White people don’t own homes at greater rates because they picked themselves up by their bootstraps while black people sat around. After the Great Depression, the federal government started subsidizing housing for white folks to help them get back on their feet.

Wealth inequality expert Chuck Collins, a co-author of the IPS report, explained on NPR’s Marketplace: “In the decade following World War II, our nation made unprecedented public investments to subsidize debt-free college education and low-cost mortgages. These wealth-building measures benefited millions of mostly white households.”

But if you weren’t white, you missed the boat. In fact, the report notes, just 2 percent of Federal Housing Administration loans went to non-white households in the years following World War II.

Meanwhile, discriminatory housing practices have held African Americans back.

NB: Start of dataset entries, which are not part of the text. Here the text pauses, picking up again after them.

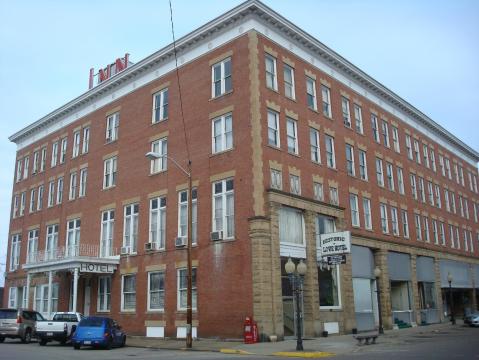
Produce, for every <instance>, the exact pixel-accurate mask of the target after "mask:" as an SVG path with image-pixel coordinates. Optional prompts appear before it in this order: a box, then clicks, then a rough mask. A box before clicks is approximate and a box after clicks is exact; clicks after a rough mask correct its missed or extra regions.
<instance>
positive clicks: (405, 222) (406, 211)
mask: <svg viewBox="0 0 479 360" xmlns="http://www.w3.org/2000/svg"><path fill="white" fill-rule="evenodd" d="M401 217H402V231H403V235H404V237H405V238H406V239H409V221H408V216H407V210H404V209H402V210H401Z"/></svg>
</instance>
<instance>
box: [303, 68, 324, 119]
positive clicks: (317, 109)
mask: <svg viewBox="0 0 479 360" xmlns="http://www.w3.org/2000/svg"><path fill="white" fill-rule="evenodd" d="M306 99H307V102H308V107H309V108H310V109H312V110H315V111H316V110H318V102H317V100H316V80H314V79H311V78H310V77H309V76H306ZM323 112H324V93H323Z"/></svg>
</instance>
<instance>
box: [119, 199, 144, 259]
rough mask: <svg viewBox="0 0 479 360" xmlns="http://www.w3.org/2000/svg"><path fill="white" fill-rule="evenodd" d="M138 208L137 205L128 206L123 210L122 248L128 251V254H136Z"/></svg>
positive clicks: (137, 236)
mask: <svg viewBox="0 0 479 360" xmlns="http://www.w3.org/2000/svg"><path fill="white" fill-rule="evenodd" d="M139 207H140V206H139V205H138V204H130V205H126V206H125V209H124V219H125V220H124V226H123V246H124V247H127V248H128V249H129V251H128V252H129V253H136V245H137V240H138V212H139Z"/></svg>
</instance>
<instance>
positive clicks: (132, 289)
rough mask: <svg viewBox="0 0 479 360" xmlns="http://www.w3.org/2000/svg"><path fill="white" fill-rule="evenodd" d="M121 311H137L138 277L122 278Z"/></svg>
mask: <svg viewBox="0 0 479 360" xmlns="http://www.w3.org/2000/svg"><path fill="white" fill-rule="evenodd" d="M121 280H122V281H121V311H134V310H135V309H136V275H123V276H122V277H121Z"/></svg>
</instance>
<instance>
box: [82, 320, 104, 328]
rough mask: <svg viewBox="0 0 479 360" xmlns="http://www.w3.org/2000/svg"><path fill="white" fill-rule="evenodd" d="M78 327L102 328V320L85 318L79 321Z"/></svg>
mask: <svg viewBox="0 0 479 360" xmlns="http://www.w3.org/2000/svg"><path fill="white" fill-rule="evenodd" d="M80 326H89V327H102V326H103V319H101V318H86V319H83V320H82V321H80Z"/></svg>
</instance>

Throughout the 20th century, realty associations and discriminatory financial institutions conspired to disenfranchise would-be black homeowners. Real estate agents, explains Morehouse professor Marc Lamont Hill, “followed an unwritten edict: Sell homes in white neighborhoods to black buyers and you will lose your license.”

Even when some blacks were beginning to successfully build wealth, it was taken away. Under President Franklin D. Roosevelt, “slum clearance” measures spread rapidly throughout the country, leading to widespread demolitions of black middle-class homes. In the name of expanding public housing, many black families literally lost the roof over their heads.

More recently, subprime lending has emerged as the most dangerous attack on African-American homeowners. Thanks to predatory mortgage practices, black families lost three to four times as much wealth during the Great Recession as white families.

This may have been no accident. Federal investigations after the crash revealed that Wells Fargo loan officers referred to black customers as “mud people” and called black mortgages “ghetto loans.”

To reverse these trends, we need to create a housing boom for low-income and first-time minority homeowners, invest in financial literacy and career readiness programs, and bring middle-class and high-wage jobs into newly developed black neighborhoods.

“A society has a moral obligation to make a large, aggressive investment,” President Obama said recently, “in order to close those gaps” between black and white Americans.

A truly “aggressive investment” would ensure not only equity for African Americans in this country, but would also expand middle-class America, reduce crime in America’s major cities, and improve schools in urban communities.

Without that, Dr. King’s dream is still deferred.